Combinatorial proof of $\sum_{k=1}^n k^2 =\binom{n+1}{3} + \binom{n+2}{3}$

What reason or hint would there be that $$\sum_{k=1}^n k^2 =\binom{n+1}{3} + \binom{n+2}{3}$$

Every combinatoric proof I have seen, seemed quite intuitive with the equation already giving hints to how to prove it. This statement above however does not seem logical. Although algebraically it does work out. My question specific:

What does the left side mean? How would you interpret it combinatorially?

Consider trying to count ordered triples $(x,y,z)$ of integers where

• $0\le x< z$

• $0\le y< z$

• $1\le z\le n$

When $z=k$, there are $k$ choices for $x$ and $k$ choices for $y$, so the number of triples is indeed $\sum_{k=1}^nk^2$.

Alternatively, let us take all triples where $x<y$ and identify them with the subset $\{x,y,z\}$ of $\{0,1,2,\dots,n\}$. There are $\binom{n+1}3$ such subsets, each uniquely representing a triple where $x<y$.

The only remaining triples are the ones where $x\ge y$. Associate each such triple $(x,y,z)$ to the subset $\{y,x+1,z+1\}$ of $\{0,1,2,\dots,n+1\}$. There are $\binom{n+2}3 $ such subsets, each again uniquely representing a triple where $x\ge y$. The triple corresponding to $\{a<b<c\}$ is $(b-1,a,c-1)$.

The following combinatorial proof is copied from my answer to this question.

Let $B_n$ denote the number of ways you can place two white bishops on an $n\times n$ chessboard so that they guard each other, i.e., they lie on a diagonal of the chess board. I will evaluate $B_n$ in two different ways.

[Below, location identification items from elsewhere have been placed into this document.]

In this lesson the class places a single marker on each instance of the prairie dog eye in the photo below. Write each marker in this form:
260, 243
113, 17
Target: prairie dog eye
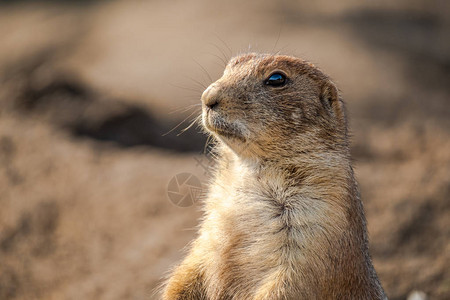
277, 79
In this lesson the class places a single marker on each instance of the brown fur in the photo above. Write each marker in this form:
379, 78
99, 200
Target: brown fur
283, 217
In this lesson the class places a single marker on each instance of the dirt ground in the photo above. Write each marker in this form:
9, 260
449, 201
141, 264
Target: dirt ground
89, 90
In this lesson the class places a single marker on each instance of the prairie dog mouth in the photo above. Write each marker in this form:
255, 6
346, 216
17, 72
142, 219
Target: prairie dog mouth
218, 124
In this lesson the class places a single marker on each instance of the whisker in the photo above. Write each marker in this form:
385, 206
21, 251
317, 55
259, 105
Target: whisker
178, 125
190, 125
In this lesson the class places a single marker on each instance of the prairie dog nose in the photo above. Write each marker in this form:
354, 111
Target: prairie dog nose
210, 97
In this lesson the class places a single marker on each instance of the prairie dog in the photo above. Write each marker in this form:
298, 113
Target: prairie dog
283, 216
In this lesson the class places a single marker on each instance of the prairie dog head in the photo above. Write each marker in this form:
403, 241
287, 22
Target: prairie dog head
274, 106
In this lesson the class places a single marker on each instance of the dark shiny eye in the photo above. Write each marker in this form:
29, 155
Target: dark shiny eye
276, 80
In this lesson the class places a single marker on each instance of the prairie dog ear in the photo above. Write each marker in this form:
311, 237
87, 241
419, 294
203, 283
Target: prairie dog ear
329, 96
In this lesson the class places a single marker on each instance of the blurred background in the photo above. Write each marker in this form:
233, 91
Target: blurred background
89, 89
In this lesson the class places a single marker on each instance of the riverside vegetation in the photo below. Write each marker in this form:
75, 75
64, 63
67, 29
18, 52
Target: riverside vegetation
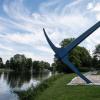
55, 88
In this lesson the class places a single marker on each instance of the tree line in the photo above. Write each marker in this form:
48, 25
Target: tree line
79, 56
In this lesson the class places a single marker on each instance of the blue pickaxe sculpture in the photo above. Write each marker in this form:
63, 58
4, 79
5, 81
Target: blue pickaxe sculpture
63, 53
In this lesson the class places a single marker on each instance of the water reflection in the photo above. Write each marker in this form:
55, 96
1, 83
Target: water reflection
10, 81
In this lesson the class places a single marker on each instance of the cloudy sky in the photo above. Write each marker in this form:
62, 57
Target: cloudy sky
22, 21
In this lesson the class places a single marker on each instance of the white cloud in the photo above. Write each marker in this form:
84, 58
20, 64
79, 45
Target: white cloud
60, 19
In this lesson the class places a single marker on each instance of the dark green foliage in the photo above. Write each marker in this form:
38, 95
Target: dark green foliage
1, 63
39, 66
96, 57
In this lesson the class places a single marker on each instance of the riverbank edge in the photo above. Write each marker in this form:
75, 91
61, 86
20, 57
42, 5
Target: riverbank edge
32, 92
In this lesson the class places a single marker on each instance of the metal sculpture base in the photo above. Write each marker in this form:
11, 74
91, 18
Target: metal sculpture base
62, 53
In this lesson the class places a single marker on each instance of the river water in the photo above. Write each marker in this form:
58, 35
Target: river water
10, 81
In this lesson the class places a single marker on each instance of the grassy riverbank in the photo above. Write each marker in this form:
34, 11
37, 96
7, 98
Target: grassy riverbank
56, 88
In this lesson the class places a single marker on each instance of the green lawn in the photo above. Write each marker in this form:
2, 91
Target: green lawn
57, 89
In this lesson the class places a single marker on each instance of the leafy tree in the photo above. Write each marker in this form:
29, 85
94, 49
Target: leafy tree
96, 57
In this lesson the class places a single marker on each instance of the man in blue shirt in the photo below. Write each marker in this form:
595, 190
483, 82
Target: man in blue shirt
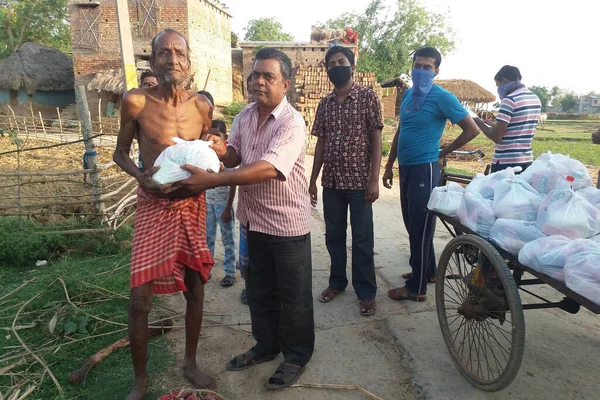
424, 111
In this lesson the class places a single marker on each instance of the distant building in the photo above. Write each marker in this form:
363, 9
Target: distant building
206, 24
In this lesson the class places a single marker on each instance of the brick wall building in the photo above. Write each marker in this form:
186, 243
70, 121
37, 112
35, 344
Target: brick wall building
204, 23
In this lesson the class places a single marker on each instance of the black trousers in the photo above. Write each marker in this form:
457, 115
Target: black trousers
279, 287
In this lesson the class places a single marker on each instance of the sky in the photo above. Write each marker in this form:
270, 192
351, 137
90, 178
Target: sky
551, 45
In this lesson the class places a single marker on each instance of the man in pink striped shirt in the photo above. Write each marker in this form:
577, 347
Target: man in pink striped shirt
274, 205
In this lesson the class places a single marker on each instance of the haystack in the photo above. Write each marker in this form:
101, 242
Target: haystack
467, 91
37, 68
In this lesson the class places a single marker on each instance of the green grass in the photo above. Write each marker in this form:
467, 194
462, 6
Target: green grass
111, 378
571, 138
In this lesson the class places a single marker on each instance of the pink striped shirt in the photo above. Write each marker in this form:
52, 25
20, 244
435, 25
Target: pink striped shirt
278, 207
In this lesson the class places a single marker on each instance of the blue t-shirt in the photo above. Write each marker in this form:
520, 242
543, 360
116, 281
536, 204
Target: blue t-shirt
421, 131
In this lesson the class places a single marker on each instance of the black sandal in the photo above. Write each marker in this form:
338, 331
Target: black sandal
247, 360
285, 376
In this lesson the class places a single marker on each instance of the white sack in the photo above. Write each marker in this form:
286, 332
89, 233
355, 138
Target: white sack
194, 152
476, 213
565, 212
446, 199
512, 235
516, 199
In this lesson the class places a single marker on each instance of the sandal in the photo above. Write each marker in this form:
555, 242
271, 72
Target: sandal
247, 360
408, 276
229, 280
285, 376
368, 307
395, 294
328, 295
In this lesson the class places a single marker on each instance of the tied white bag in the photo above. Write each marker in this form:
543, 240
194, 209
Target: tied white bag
446, 199
516, 199
549, 170
512, 235
582, 274
565, 212
193, 152
486, 184
476, 213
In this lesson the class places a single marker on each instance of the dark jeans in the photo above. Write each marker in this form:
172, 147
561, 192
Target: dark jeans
335, 209
499, 167
416, 184
279, 287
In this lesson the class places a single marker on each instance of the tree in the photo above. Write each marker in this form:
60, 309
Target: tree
568, 102
37, 21
543, 94
389, 35
266, 29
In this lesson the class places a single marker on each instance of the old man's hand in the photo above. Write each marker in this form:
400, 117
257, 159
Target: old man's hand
200, 180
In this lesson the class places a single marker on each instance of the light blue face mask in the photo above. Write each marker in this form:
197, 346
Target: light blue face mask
504, 89
422, 84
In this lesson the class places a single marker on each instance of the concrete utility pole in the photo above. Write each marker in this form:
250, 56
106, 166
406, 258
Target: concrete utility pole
127, 57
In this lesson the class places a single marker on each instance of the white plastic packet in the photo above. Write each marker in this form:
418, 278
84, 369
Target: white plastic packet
512, 235
446, 199
582, 274
486, 184
514, 198
549, 254
550, 170
193, 152
565, 212
477, 214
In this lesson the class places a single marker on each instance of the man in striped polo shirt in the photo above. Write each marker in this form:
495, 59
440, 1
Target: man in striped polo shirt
515, 123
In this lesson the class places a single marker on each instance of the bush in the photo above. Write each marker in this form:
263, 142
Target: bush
234, 108
22, 246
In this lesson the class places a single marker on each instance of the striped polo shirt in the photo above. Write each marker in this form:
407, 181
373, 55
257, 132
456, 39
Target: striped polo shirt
520, 110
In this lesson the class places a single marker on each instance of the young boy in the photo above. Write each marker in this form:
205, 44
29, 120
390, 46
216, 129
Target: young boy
219, 203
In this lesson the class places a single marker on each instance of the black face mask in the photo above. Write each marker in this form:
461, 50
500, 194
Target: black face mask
339, 75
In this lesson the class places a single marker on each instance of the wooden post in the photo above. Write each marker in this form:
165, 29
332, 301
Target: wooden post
90, 149
127, 57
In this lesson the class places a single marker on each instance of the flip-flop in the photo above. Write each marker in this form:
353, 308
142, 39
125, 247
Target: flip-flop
395, 294
285, 376
369, 307
408, 276
328, 295
247, 360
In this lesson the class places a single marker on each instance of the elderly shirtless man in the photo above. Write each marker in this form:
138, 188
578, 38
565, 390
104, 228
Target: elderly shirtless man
169, 244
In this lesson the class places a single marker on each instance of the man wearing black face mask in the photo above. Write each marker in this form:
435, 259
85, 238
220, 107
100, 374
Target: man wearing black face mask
348, 124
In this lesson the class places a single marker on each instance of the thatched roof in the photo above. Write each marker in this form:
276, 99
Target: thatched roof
37, 68
467, 91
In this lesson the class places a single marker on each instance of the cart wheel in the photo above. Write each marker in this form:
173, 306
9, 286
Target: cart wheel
480, 312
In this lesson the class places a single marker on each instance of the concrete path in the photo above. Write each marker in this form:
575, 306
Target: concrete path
399, 353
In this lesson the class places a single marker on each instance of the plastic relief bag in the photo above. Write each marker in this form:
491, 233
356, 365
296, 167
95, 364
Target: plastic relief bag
550, 170
582, 274
512, 235
549, 254
565, 212
446, 199
194, 152
476, 213
486, 184
516, 199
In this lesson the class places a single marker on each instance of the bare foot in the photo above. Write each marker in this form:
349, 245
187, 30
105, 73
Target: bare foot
198, 378
140, 389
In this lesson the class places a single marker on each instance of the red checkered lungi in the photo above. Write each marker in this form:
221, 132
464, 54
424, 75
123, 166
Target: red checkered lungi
169, 235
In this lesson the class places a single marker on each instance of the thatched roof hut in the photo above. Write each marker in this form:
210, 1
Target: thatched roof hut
467, 91
37, 68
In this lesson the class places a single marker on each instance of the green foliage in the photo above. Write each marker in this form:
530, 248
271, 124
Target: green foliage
388, 36
266, 29
38, 21
234, 108
543, 94
22, 243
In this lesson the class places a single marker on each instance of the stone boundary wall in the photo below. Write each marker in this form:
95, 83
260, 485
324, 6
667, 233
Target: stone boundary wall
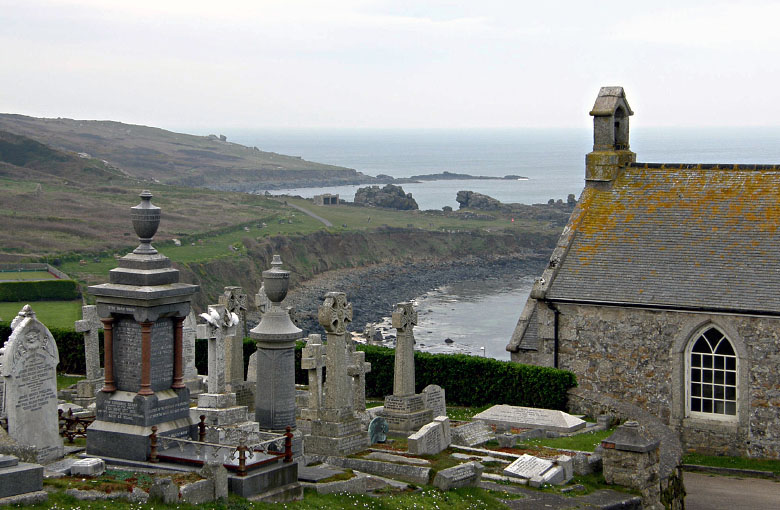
591, 403
704, 166
35, 267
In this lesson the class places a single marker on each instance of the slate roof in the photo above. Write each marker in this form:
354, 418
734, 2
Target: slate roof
678, 236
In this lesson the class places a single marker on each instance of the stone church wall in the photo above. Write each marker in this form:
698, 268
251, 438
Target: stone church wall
638, 355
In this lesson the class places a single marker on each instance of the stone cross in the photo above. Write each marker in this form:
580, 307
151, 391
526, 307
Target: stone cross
313, 361
89, 325
357, 370
234, 301
334, 315
219, 325
404, 319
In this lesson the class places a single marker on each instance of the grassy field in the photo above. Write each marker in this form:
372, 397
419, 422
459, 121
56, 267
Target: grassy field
17, 276
54, 314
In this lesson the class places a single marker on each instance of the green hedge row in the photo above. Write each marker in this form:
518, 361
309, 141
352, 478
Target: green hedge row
468, 380
43, 290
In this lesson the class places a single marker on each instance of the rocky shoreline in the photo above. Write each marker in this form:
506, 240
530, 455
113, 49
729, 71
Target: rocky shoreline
374, 291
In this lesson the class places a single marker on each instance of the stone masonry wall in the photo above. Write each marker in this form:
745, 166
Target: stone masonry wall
637, 355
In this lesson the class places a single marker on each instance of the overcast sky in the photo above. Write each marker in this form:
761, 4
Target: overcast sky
223, 64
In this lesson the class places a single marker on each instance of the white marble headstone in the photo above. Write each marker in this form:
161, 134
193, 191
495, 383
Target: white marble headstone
530, 418
29, 368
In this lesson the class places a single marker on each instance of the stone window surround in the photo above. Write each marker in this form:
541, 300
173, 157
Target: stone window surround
689, 331
688, 378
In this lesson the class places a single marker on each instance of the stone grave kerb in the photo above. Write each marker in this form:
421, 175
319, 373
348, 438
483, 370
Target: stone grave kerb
142, 307
90, 325
404, 319
334, 314
275, 338
28, 366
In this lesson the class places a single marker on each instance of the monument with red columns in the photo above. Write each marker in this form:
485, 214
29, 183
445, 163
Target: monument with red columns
142, 309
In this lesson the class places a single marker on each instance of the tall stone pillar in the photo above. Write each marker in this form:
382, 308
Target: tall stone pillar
404, 410
275, 337
140, 308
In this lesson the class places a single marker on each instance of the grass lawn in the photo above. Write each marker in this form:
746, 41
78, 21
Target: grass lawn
54, 314
733, 462
585, 442
16, 276
427, 499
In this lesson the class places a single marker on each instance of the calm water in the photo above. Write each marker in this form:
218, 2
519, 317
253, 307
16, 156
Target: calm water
483, 314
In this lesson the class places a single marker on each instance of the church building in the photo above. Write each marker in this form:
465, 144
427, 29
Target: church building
664, 291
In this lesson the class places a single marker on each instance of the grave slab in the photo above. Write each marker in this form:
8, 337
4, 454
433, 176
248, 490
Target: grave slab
528, 466
503, 415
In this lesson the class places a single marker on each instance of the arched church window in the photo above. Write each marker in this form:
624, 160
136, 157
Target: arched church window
712, 375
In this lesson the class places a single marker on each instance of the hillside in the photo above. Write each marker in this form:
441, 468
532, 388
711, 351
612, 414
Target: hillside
176, 158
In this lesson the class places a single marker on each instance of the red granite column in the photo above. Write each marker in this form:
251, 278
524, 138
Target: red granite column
108, 355
178, 323
146, 359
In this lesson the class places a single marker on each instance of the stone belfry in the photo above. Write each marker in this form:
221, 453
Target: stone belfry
611, 149
142, 308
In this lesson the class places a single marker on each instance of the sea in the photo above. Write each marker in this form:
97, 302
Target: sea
478, 317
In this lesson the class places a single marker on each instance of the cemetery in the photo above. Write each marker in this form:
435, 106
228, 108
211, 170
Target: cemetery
310, 418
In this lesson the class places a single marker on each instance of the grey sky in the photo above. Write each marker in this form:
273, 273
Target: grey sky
442, 64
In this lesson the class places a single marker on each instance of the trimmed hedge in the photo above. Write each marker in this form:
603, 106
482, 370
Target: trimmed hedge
39, 290
468, 380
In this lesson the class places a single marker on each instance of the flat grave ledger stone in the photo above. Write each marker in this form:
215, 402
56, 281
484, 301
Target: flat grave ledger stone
434, 398
528, 466
429, 440
503, 415
474, 433
29, 362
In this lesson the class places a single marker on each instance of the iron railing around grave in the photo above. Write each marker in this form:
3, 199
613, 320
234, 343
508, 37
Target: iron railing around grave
242, 451
71, 426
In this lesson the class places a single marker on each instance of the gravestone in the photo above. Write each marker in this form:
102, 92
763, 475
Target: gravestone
227, 421
507, 416
434, 399
377, 430
142, 309
336, 430
404, 410
29, 369
528, 466
235, 301
89, 325
474, 433
275, 338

I. There are $2n-1$ diagonals of positive slope, of lengths $1,2,\dots,n-1,n,n-1,\dots,2,1$, and the same goes for diagonals of negative slope. The number of ways to choose a diagonal and then place two bishops on that diagonal is $$B_n=2\left[\binom12+\cdots+\binom{n-1}2+\binom n2+\binom{n-1}2+\cdots+\binom12\right]=2\binom{n+1}3+2\binom n3.$$

II. A pair of bishops guard each other iff they are at opposite corners of a $k\times k$ square for some $k\ge2$. Since the number of $k\times k$ squares in an $n\times n$ chessboard is $(n-k+1)^2$, and each square has two pairs of opposite corners, we have $$B_n=2\left[(n-1)^2+\cdots+2^2+1^2\right].$$
Equating the two expressions for $B_n$ and dividing to $2$, we have $$1^2+2^2+\cdots+(n-1)^2=\binom n3+\binom{n+1}3$$ or, substituting $n+1$ for $n$, $$1^2+2^2+\cdots+n^2=\binom{n+1}3+\binom{n+2}3.$$